As part of Provence, the Côte d’Azur shares its culinary fundamentals of olive oil, garlic and herbs, gorgeous vegetables and fruits, goat’s cheeses and, of course, the predominance of fish. The fish soups – Marseilile’s bouillabaisse, and bourride, accompanied by a garlic and chilli-flavoured mayonnaise known as rouille – are served all along the coast, as are fish covered with Provençal herbs and grilled over an open flame. Seafood – from spider crabs to clams, sea urchins to crayfish, crabs, lobster, mussels and oysters – are piled onto huge plateaux de fruits de mer, which may not reflect this coast’s harvest but do demonstrate the luxury associated with it.

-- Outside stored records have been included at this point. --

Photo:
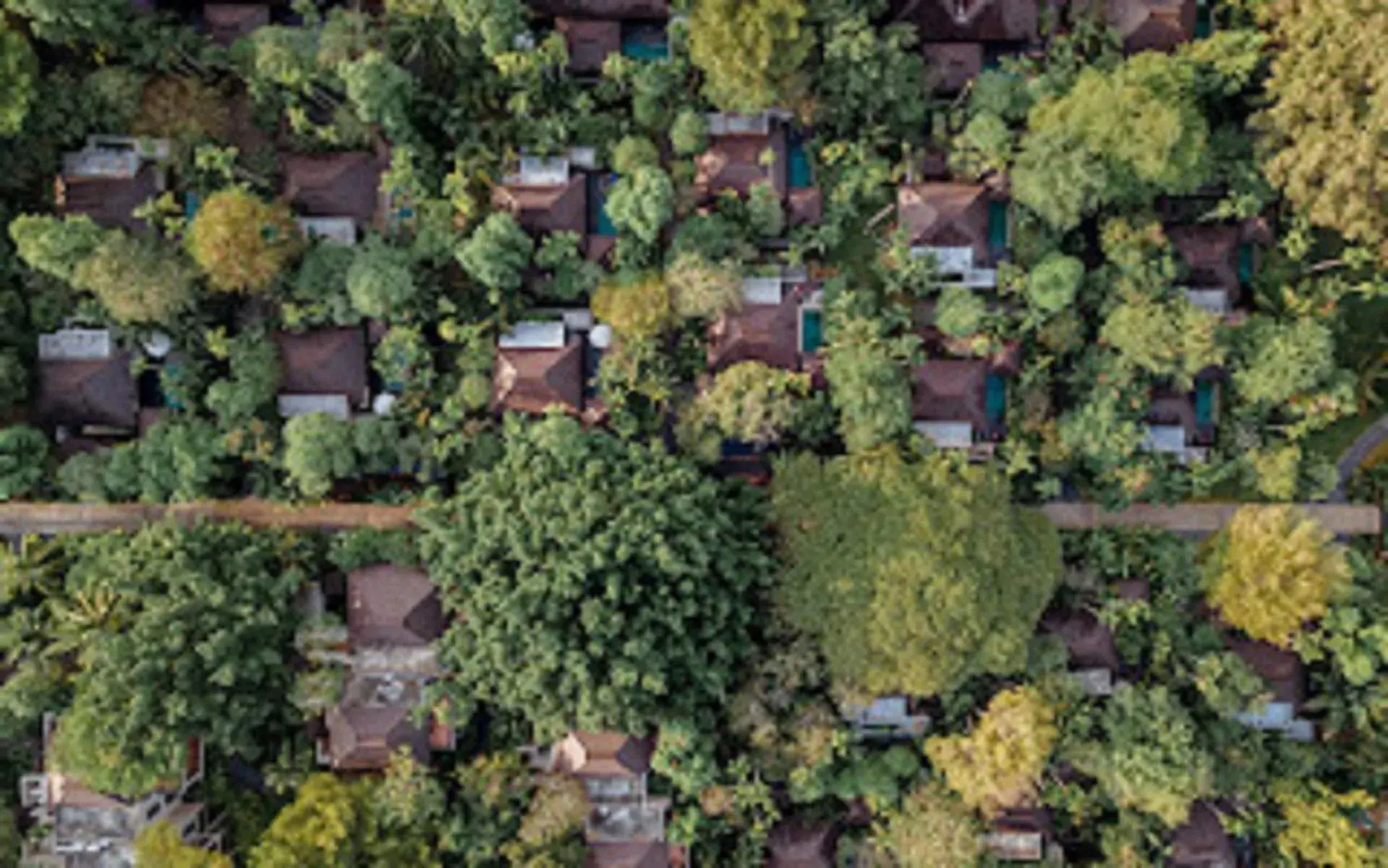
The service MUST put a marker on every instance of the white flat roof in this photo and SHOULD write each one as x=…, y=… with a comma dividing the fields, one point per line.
x=533, y=335
x=947, y=435
x=75, y=345
x=1165, y=439
x=335, y=406
x=341, y=229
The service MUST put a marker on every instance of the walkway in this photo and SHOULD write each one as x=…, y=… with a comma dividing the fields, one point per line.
x=1342, y=520
x=85, y=517
x=1356, y=454
x=80, y=517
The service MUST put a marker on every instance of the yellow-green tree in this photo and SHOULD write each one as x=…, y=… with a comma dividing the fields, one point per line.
x=161, y=845
x=1273, y=570
x=1329, y=114
x=1000, y=763
x=243, y=242
x=636, y=307
x=317, y=830
x=752, y=52
x=1319, y=828
x=930, y=828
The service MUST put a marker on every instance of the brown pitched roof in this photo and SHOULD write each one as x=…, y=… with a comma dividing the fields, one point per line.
x=805, y=206
x=335, y=185
x=532, y=381
x=1170, y=407
x=1211, y=253
x=757, y=332
x=108, y=200
x=950, y=391
x=364, y=738
x=945, y=214
x=797, y=845
x=603, y=754
x=735, y=163
x=629, y=854
x=954, y=64
x=590, y=42
x=1201, y=842
x=604, y=9
x=1279, y=667
x=1152, y=25
x=1089, y=641
x=974, y=20
x=548, y=208
x=394, y=606
x=226, y=22
x=88, y=393
x=324, y=362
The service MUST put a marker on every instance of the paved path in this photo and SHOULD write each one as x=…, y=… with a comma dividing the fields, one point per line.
x=1356, y=454
x=84, y=517
x=1205, y=517
x=1069, y=516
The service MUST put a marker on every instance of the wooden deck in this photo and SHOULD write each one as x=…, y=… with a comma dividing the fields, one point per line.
x=17, y=519
x=1342, y=520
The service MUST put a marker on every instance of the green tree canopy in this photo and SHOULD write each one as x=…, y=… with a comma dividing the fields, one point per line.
x=912, y=575
x=1000, y=763
x=497, y=255
x=1273, y=570
x=318, y=451
x=752, y=52
x=379, y=281
x=137, y=279
x=1147, y=754
x=932, y=828
x=642, y=203
x=18, y=75
x=752, y=401
x=1117, y=137
x=199, y=650
x=634, y=579
x=1329, y=113
x=24, y=457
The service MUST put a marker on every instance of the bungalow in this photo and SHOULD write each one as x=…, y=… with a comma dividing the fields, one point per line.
x=749, y=150
x=794, y=843
x=323, y=371
x=1157, y=25
x=1183, y=424
x=1023, y=835
x=1094, y=656
x=625, y=827
x=545, y=195
x=1217, y=263
x=965, y=226
x=1201, y=841
x=85, y=383
x=393, y=617
x=1285, y=677
x=958, y=403
x=111, y=176
x=84, y=827
x=779, y=324
x=550, y=363
x=225, y=22
x=593, y=30
x=961, y=38
x=342, y=185
x=887, y=717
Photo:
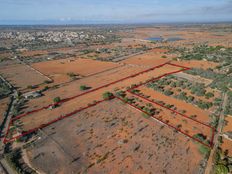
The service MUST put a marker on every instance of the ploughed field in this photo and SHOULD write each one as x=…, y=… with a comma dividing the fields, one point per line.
x=111, y=138
x=44, y=116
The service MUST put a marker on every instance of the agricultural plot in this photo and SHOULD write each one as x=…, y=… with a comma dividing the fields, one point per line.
x=42, y=116
x=21, y=76
x=150, y=58
x=61, y=70
x=195, y=93
x=227, y=146
x=182, y=123
x=3, y=107
x=112, y=138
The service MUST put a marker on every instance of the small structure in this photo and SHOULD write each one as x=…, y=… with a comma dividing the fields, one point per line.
x=33, y=94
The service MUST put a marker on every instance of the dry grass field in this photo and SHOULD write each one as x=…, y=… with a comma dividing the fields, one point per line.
x=112, y=138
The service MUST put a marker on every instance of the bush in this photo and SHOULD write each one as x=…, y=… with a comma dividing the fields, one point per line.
x=56, y=100
x=221, y=169
x=209, y=95
x=107, y=95
x=83, y=87
x=168, y=92
x=204, y=150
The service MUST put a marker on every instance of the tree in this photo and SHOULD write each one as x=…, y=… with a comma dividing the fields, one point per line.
x=107, y=95
x=83, y=87
x=56, y=100
x=168, y=92
x=209, y=95
x=221, y=169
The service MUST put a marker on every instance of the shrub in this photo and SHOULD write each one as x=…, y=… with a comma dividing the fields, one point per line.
x=221, y=169
x=168, y=92
x=56, y=100
x=107, y=95
x=204, y=150
x=83, y=87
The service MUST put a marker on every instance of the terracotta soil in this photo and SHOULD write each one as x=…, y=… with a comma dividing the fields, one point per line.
x=197, y=64
x=149, y=58
x=41, y=117
x=21, y=76
x=228, y=126
x=227, y=145
x=113, y=138
x=202, y=115
x=83, y=67
x=186, y=125
x=3, y=107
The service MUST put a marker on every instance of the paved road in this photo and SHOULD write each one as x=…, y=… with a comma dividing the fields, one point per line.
x=217, y=134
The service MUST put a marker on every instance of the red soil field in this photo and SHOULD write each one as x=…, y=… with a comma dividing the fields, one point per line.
x=228, y=126
x=58, y=69
x=227, y=145
x=3, y=107
x=196, y=64
x=44, y=116
x=188, y=126
x=111, y=138
x=181, y=105
x=22, y=76
x=150, y=58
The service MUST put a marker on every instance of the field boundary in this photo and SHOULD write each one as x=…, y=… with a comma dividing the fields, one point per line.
x=5, y=140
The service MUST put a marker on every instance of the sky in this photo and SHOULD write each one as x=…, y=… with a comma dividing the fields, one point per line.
x=113, y=11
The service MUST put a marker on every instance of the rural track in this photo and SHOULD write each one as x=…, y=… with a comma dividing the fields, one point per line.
x=210, y=164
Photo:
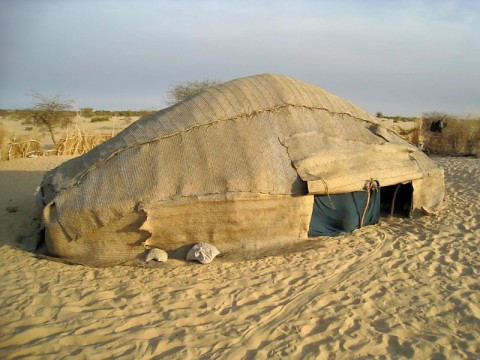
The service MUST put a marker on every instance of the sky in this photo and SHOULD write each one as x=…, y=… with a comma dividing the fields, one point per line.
x=391, y=56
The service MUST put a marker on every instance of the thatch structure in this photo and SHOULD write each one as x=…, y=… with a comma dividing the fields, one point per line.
x=237, y=166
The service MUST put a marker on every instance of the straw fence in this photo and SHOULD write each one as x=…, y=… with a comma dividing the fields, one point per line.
x=75, y=142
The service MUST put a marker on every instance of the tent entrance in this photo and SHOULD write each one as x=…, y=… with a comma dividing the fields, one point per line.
x=396, y=200
x=342, y=213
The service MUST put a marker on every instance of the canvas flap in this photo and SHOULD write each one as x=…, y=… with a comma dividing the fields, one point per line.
x=333, y=165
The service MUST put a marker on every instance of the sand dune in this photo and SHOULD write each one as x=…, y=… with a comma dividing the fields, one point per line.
x=402, y=289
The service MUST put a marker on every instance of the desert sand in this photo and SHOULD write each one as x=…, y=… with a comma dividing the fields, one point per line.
x=405, y=288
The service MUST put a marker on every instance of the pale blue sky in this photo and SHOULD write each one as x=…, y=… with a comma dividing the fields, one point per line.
x=397, y=57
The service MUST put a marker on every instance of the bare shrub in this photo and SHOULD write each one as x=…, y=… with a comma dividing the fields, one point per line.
x=51, y=112
x=459, y=137
x=77, y=142
x=189, y=89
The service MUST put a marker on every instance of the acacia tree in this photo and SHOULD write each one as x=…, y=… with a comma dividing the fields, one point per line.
x=51, y=112
x=188, y=89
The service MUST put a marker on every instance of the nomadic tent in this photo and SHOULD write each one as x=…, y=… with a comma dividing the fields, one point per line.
x=255, y=162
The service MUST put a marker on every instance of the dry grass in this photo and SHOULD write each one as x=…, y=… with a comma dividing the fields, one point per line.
x=13, y=146
x=458, y=138
x=78, y=142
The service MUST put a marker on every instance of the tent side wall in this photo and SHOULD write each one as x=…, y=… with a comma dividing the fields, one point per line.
x=231, y=222
x=428, y=193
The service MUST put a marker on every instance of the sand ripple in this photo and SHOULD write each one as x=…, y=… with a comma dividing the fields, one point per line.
x=403, y=289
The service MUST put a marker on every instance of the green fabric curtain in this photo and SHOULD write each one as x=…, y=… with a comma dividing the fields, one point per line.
x=341, y=213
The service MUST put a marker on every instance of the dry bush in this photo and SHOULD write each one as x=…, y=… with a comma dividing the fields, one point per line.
x=458, y=138
x=78, y=142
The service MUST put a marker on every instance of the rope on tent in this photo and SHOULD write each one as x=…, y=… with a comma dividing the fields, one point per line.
x=370, y=185
x=394, y=198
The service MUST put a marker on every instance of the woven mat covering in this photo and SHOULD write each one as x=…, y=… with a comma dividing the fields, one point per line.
x=241, y=137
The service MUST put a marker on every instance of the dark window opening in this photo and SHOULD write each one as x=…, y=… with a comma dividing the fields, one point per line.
x=396, y=200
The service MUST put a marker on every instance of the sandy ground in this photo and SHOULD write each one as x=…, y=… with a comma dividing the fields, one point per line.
x=402, y=289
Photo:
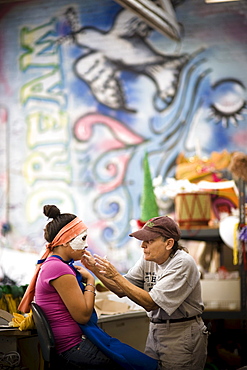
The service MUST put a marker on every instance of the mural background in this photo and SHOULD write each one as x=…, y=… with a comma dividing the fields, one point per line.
x=86, y=88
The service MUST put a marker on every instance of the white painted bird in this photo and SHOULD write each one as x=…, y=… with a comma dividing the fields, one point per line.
x=123, y=48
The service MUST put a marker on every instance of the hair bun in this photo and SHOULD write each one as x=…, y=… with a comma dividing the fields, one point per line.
x=51, y=211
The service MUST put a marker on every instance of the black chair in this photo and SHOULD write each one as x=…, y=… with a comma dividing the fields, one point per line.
x=46, y=339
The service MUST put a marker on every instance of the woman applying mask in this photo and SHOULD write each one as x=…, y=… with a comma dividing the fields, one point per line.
x=66, y=294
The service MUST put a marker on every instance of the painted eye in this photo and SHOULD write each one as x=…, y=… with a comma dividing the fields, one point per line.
x=229, y=105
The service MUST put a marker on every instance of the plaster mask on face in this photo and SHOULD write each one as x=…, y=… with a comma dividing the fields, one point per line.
x=80, y=241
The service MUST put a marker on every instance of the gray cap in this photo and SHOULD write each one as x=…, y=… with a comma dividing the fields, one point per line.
x=158, y=226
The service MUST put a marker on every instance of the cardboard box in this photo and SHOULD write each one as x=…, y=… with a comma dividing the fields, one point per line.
x=221, y=295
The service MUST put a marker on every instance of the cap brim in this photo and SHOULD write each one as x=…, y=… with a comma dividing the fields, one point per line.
x=145, y=235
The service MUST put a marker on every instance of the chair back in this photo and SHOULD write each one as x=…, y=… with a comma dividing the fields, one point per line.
x=45, y=335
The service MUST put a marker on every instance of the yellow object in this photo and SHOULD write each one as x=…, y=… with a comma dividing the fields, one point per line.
x=23, y=322
x=196, y=169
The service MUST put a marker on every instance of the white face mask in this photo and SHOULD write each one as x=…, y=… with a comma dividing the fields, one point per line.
x=80, y=241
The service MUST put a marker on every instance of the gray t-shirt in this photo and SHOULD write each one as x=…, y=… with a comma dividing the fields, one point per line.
x=174, y=286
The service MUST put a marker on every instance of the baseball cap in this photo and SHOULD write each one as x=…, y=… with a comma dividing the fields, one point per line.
x=158, y=226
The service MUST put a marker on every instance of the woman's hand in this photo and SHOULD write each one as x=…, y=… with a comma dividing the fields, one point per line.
x=105, y=267
x=86, y=275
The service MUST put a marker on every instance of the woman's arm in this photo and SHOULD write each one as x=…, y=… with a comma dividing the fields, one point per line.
x=79, y=305
x=90, y=263
x=136, y=294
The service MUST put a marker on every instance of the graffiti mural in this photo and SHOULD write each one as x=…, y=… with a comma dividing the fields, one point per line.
x=87, y=88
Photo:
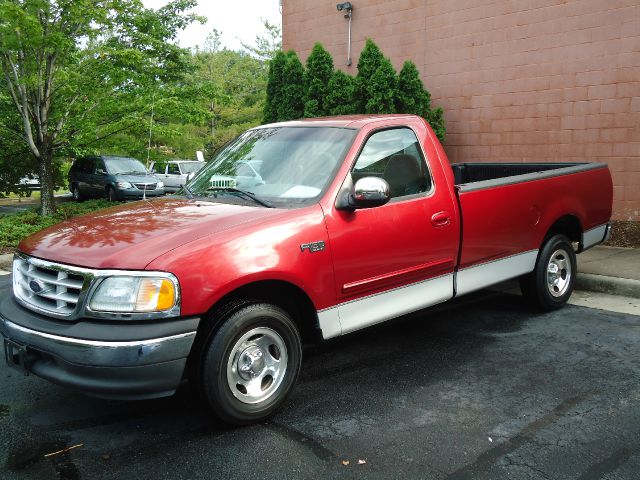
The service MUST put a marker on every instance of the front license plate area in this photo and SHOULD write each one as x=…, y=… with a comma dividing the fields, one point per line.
x=16, y=356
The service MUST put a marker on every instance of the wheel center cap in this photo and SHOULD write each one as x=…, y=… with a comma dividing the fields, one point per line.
x=251, y=362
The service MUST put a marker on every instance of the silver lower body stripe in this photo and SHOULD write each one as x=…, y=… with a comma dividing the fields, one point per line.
x=596, y=235
x=364, y=312
x=490, y=273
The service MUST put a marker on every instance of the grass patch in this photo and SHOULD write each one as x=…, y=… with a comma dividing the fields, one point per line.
x=16, y=226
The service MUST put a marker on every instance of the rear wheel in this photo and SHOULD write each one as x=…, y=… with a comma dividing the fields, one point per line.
x=251, y=363
x=550, y=285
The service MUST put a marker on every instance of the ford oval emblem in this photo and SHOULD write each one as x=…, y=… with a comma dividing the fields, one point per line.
x=35, y=286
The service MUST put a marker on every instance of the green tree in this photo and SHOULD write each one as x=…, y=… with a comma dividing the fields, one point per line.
x=371, y=58
x=317, y=77
x=381, y=89
x=436, y=120
x=72, y=66
x=267, y=44
x=340, y=95
x=292, y=105
x=275, y=87
x=413, y=98
x=411, y=95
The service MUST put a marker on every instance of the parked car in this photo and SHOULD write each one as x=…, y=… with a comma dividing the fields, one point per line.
x=30, y=182
x=116, y=178
x=294, y=232
x=175, y=173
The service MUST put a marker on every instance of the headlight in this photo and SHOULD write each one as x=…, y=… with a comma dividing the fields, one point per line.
x=135, y=294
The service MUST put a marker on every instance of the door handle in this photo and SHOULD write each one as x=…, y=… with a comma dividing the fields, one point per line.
x=440, y=219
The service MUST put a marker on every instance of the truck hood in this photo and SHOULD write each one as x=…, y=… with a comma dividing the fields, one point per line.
x=131, y=236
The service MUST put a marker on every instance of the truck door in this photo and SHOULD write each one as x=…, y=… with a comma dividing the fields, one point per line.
x=399, y=257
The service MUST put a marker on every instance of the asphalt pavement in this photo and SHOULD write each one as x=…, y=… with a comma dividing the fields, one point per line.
x=481, y=389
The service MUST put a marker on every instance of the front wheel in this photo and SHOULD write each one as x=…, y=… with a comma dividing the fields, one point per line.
x=550, y=285
x=251, y=364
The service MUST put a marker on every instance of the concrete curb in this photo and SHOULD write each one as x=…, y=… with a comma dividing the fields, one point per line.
x=605, y=284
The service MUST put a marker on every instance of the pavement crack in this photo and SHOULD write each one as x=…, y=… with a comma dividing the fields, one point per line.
x=486, y=460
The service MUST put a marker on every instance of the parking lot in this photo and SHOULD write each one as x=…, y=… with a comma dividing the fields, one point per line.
x=480, y=389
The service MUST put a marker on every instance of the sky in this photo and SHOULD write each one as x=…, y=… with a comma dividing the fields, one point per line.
x=238, y=20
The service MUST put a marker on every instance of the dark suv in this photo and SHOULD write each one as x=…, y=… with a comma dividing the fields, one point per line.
x=116, y=178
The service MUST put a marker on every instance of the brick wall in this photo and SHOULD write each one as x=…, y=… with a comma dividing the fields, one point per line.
x=519, y=80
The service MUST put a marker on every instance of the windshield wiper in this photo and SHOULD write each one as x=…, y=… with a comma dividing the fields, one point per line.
x=244, y=193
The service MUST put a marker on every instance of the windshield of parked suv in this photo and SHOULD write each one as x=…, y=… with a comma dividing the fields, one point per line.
x=124, y=165
x=191, y=167
x=280, y=166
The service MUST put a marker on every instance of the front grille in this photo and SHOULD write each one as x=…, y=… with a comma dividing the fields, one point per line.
x=45, y=286
x=145, y=186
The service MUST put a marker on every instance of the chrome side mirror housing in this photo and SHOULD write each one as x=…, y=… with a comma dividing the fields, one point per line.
x=367, y=192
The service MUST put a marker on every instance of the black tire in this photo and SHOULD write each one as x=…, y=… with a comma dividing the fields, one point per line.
x=76, y=194
x=262, y=340
x=551, y=283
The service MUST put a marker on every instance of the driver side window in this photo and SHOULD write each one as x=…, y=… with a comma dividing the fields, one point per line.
x=395, y=156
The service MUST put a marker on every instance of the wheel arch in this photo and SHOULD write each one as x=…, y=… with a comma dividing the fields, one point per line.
x=568, y=225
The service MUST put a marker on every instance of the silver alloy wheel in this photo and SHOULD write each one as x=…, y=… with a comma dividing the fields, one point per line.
x=256, y=365
x=559, y=273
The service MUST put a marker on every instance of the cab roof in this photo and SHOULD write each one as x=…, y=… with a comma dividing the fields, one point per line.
x=345, y=121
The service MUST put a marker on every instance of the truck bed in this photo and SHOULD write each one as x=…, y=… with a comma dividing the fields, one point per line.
x=475, y=176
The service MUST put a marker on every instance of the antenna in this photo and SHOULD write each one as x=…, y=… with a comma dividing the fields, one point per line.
x=146, y=170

The Italian influence is strong, from ravioli stuffed with spinach to thin-crust pizzas and every sort of pasta as a vehicle for anchovies, olives, garlic and tomatoes. Nice has its own specialities, such as socca, a chickpea flour pancake, pissaladière, a pizza-like tart with anchovies and black olives, salade niçoise and pan bagnat, both of which combine egg, olives, salad, tuna and olive oil, and mesclun, a salad of bitter leaves: consequently, Nice is about as good a spot to enjoy cheap street food as you’ll find. Petits farcis – stuffed aubergines, peppers or tomatoes – are a standard feature on Côte d’Azur menus.
The best of the Côte wines come from Bandol: Cassis too has its own appellation, and around Nice the Bellet wines are worth discovering. Fancy cocktails are a Côte speciality, but pastis is the preferred tipple.